Natalie Romero: Putting it Out There

Apr
21
2016

Two Babies: Same House, Same Parents, Different Results

If I used the same parenting methods why are they so different?

A Tale of Two Babies | YummyMummyClub.ca

He slept so peacefully that I would wake up and shine a flashlight on his chest to make sure he was breathing.

I often found myself wondering if that was just who he was or if his lengthy NICU stay, where he adapted to nurse checks, babies crying and codes being called every so often helped him learn to sleep through anything.

Enter baby number two.

Sleep didn’t come as easily to her. We had the exact same bedtime routine, warm bath, stories, lullabies, bedtime. Yet the moment I laid her down in her comfy crib the screaming began. The crying wouldn’t stop until I would pick her up. On more than one occasion I sat on the floor beside her crib and cried, not knowing what I was doing wrong, wondering why she just wouldn’t fall asleep.
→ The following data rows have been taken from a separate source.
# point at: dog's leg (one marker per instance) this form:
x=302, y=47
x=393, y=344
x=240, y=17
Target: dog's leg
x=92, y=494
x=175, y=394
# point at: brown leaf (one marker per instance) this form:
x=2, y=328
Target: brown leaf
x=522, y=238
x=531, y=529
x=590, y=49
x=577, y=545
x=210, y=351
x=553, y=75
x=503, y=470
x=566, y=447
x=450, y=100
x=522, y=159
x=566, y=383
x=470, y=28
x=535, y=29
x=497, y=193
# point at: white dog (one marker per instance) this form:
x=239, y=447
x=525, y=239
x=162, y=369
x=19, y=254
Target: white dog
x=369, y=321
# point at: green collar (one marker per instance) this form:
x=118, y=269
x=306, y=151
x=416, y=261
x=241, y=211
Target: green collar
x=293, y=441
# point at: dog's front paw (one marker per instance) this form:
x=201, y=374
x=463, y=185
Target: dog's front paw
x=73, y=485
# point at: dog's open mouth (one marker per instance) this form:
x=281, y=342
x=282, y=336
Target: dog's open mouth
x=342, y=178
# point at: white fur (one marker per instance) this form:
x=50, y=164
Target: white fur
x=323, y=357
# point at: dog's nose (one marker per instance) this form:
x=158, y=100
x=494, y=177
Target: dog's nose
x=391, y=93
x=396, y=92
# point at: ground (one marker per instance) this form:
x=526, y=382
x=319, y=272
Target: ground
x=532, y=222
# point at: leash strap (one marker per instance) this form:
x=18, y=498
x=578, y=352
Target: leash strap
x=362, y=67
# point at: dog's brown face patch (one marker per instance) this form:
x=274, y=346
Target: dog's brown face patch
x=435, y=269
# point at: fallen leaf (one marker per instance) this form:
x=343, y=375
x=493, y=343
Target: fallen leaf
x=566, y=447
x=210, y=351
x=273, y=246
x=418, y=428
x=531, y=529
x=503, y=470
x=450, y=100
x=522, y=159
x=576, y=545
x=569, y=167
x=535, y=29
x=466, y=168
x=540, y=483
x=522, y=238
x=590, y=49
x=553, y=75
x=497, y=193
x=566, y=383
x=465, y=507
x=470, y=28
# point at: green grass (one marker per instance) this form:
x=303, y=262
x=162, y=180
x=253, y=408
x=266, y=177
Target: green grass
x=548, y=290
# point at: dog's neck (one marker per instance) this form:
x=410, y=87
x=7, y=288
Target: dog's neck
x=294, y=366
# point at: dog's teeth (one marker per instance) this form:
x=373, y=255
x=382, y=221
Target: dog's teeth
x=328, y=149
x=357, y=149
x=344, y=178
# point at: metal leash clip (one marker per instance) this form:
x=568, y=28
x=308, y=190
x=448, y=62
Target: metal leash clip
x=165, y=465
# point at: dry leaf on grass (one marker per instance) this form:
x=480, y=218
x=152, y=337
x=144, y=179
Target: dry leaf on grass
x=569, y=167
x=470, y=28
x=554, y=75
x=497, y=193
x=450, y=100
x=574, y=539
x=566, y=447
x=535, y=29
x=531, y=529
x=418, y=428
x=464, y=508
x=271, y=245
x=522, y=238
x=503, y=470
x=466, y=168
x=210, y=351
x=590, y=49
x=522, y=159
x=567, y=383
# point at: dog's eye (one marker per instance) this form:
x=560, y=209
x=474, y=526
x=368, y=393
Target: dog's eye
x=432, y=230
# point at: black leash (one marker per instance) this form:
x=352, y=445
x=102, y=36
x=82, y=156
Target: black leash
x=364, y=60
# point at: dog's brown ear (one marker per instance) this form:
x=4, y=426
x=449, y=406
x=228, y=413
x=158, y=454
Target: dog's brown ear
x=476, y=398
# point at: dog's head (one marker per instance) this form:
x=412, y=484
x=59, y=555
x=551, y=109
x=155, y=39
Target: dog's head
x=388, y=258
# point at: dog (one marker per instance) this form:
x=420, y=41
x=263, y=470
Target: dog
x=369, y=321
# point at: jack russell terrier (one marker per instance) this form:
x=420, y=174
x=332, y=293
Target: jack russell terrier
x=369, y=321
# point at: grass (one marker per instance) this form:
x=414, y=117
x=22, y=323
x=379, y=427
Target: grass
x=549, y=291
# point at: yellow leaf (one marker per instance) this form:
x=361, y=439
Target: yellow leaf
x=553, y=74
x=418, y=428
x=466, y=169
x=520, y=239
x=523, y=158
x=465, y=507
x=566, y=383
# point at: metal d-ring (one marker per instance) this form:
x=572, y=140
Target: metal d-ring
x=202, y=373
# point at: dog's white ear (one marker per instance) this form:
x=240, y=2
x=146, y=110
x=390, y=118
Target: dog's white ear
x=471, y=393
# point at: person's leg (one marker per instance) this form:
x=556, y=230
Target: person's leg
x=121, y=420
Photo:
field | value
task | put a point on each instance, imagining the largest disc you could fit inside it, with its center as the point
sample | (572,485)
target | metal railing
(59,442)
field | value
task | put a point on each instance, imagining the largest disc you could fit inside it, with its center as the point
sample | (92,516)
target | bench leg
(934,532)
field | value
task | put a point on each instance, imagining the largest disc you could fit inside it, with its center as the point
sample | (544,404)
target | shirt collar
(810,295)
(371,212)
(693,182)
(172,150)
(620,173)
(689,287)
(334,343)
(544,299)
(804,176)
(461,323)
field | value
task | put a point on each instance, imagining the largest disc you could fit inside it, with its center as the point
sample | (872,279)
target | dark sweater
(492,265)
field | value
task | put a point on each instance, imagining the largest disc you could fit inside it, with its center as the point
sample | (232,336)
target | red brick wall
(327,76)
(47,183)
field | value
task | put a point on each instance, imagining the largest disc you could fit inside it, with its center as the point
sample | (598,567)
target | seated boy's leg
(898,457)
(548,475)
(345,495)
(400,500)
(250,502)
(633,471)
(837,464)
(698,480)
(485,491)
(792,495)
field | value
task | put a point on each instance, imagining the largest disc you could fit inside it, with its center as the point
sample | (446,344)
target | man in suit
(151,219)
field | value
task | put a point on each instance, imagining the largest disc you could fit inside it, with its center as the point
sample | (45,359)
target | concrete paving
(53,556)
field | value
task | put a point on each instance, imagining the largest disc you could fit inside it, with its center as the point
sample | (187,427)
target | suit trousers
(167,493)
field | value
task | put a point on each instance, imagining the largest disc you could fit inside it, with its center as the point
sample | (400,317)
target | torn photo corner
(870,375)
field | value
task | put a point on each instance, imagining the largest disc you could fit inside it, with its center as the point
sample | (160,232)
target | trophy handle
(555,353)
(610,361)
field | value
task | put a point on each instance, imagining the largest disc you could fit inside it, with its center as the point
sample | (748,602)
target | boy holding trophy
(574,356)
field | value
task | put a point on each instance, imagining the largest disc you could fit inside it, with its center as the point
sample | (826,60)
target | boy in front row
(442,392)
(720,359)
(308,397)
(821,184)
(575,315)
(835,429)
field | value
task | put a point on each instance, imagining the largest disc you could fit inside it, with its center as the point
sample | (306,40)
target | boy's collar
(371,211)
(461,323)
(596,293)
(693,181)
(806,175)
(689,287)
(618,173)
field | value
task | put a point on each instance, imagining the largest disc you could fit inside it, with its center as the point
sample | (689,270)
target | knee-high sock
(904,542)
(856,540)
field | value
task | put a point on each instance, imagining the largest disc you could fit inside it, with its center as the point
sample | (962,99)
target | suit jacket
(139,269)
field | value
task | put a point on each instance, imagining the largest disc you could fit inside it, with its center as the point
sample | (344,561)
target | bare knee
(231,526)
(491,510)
One baby would happily sit on his own in his bouncy chair checking out a toy, babbling to himself and giggling each time I played peekaboo with the curtain each time I showered. The other would crawl up my leg as I sat on the toilet because she didn’t want to be away from me even for the thirty seconds it would take me to pee.

One was perfectly at peace snuggled up beside me in bed listening to me read stories, the other couldn’t get through one book without asking 5 to 10 questions.

One was content with me doing absolutely everything for him for as long as possible, the other tried to do it all herself even before she was physically capable of doing it.

How is it that two babies born to the same parents, raised in the same house could be so very different from each other than you may question their relation?

I fed them the same homemade baby food yet only one child ended up with a milk allergy.

They each had the same sleep schedule and bedtime routine yet one child struggles with night terrors.

Maybe no matter how hard I tried to make their baby years the same, there were little inevitable differences that pushed their way into their world.

I thought, as a mother, that I had so much control over my babies’ lives. I put so much pressure on myself to get it right, thinking that if I made the wrong choice it would somehow ‘break’ my baby. Truth is, they guided me on the path we took as mother and child.

Circumstances were different, I was different the second time around and yes my second child was different.

It was nearly impossible to be the exact same mother to both children. They each had different needs.

One of my babies was bottle fed and the other was breastfed.

One had two whole years alone with our undivided attention, the other joined a family of three and shared the attention with a demanding two year old.

One baby spent the first six weeks of his life in a NICU while the other was safe in her crib beside my bed from the moment she entered this world.

Bottle fed or breast fed, co-sleeping or crying it out, whether I’m a helicopter parent or practice attachment parenting I love my kids fiercely and in the end isn’t that what matters?

Regardless of my methods, both my kids are turning into kind, smart, funny kids who constantly surprise me and continue to make me proud every single day.

While I worry less about what I could be doing wrong I learn to recognize all that I am doing right and I start to cruise through this motherhood journey at a much more relaxing pace.